Physicians’ Gift Propels Project
The state-of-the-art Cooperman family pavilion will house a new NICU, nursing units and other outpatient testing areas.

Saint Barnabas Medical Center has embarked on the most ambitious construction project in two decades. The 270,000-square-foot, five-story Cooperman Family Pavilion, set to open in fall 2017, is the cornerstone of the campus transformation. A group of physicians who will be working in the space are playing a big role in funding the project.
American Anesthesiology of New Jersey (AAN J), an affiliate of MEDNAX, has pledged a total of $2 million (over five years) to help with the construction of the space and the improvement of electronic health records technology. The physicians of AANJ are personally donating half the sum, and AANJ will provide the other half.
“We are grateful to have the physicians of AANJ, along with all the anesthesiologists at the medical center, behind this both personally and professionally,” says Mehrdad Rafizadeh, M.D., MEDNA X corporate medical director, chairman of Anesthesiology at Saint Barnabas Medical Center and president of the Medical Staff. “This is our future, and it will impact us for the next 20 to 25 years.”

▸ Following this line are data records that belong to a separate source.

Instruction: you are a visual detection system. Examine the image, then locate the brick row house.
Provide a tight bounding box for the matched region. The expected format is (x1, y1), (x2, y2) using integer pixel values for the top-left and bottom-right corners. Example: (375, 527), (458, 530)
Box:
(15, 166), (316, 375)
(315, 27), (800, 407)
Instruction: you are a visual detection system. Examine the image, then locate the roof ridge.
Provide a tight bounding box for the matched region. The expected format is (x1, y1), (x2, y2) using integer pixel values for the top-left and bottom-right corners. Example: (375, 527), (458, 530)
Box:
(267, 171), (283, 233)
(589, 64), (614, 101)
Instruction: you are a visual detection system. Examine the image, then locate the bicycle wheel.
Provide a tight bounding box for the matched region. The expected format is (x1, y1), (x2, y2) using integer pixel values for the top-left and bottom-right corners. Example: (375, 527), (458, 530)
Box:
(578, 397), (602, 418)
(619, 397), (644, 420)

The result will be a state-of-the-art facility. The Cooperman Family Pavilion will be home to a world-class Neonatal Intensive Care Unit (NICU ), new nursing units and a host of state-of-the-art, expansive outpatient testing areas. There is also the light-filled, two-story Eric F. and Lore Ross Lobby and a new parking garage, which has already been completed.
Through collaboration with Saint Barnabas caregivers, this project is drawing on the latest ideas in evidence-based hospital design. The pavilion will be created with natural materials, soothing colors and abundant natural light, and it will provide the most advanced medical technology as well as spaces to promote privacy and healing.
Such evidence-based design reflects new thinking about how to create hospital environments that improve care, including from curb-free showers to prevent falls, acoustical materials to lessen noise and hybrid operating suites that let surgeons switch easily from minimally invasive procedures to so-called open procedures. Dr. Rafizadeh hopes that other health care providers follow AANJ’s lead. “We want this project to be an example to other physicians on our medical staff that they can do the same thing,” he says. “This gift is one way to continue our commitment to our hospital partner and demonstrate that we want to be here for a long time.”